A nuclear reactor simulator made by WSC Inc. (Photo: WSC Inc.)
The United States Embassy and Consulate in Kazakhstan announced in December that the two countries are expanding their partnership in civil nuclear energy with a new educational initiative about small modular reactors.
The Department of State’s Foundational Infrastructure for Responsible Use of Small Modular Reactor Technology (FIRST) program will provide the Kazakhstan Institute of Nuclear Physics with an SMR classroom simulator. The simulator will be produced by Florida-based energy technology company Holtec International and WSC Inc., a Maryland-based developer of simulation technology that is a subsidiary of Curtiss-Wright.

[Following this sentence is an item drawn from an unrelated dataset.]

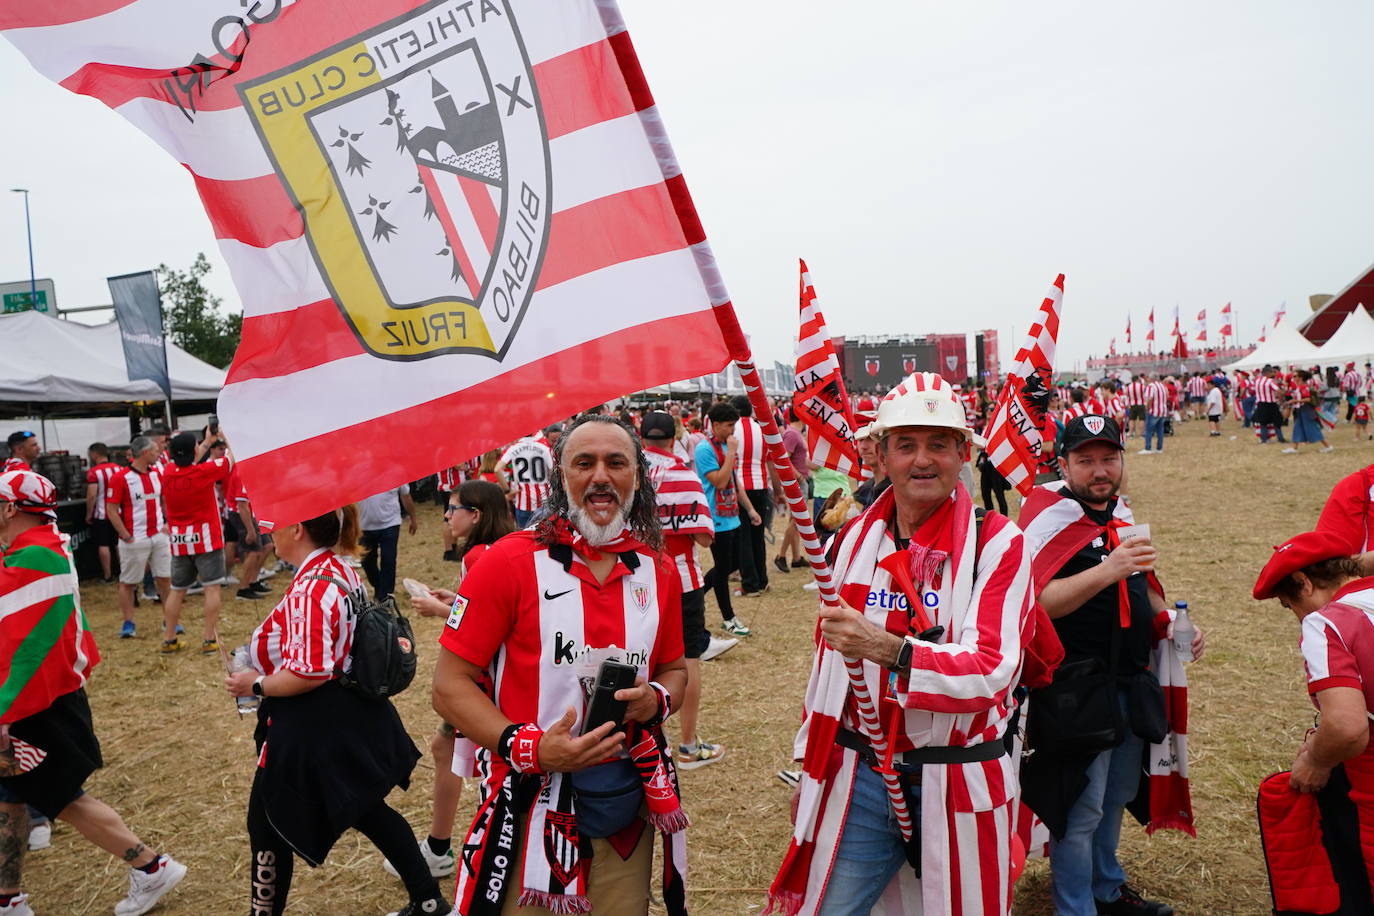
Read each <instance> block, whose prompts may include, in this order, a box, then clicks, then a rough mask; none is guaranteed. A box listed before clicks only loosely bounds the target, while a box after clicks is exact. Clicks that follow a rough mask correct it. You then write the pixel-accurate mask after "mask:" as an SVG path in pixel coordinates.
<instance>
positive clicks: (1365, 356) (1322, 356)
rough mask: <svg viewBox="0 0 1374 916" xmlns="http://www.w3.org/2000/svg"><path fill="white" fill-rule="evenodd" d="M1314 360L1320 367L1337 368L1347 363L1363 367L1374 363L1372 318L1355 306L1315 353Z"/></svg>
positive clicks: (1364, 312) (1362, 308)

Regional training hub: The SMR classroom simulator, which will be located in Almaty, Kazakhstan’s largest city, will serve as a regional training hub designed to facilitate the safe and secure deployment of SMRs in Kazakhstan and throughout Central Asia. According to the embassy announcement, “This new facility is a critical step in developing the workforce to expedite U.S. SMR deployment with trustworthy vendors who meet the highest nuclear security, safety, and nonproliferation standards.”
Feasibility study: In a second SMR initiative, the FIRST program, in partnership with Chicago-based energy architecture-engineering firm Sargent & Lundy, has launched an SMR feasibility study in Kazakhstan. The goal of the study is to “identify a shortlist of U.S. SMR options suitable for deployment at potential sites in Kazakhstan.”
According to the embassy, Kazakhstan is the first Central Asian partner for the FIRST program, began in 2021.
Closer look: The Kazakh government currently has agreements with Russia and China to build large nuclear reactors, which are scheduled for completion in the mid-2030s, and the government previously had not indicated an interest in constructing SMRs. However, SMRs could help fulfill President Kassym-Jomart Tokayev’s plans to bring AI data centers and greater electricity-generating capacity to the country.
Kazakhstan’s new SMR initiatives with the United States may reflect doubts within the Kazakh government that Russia’s Rosatom will be able to meet the projected timeline to build the large VVER-1000 reactors.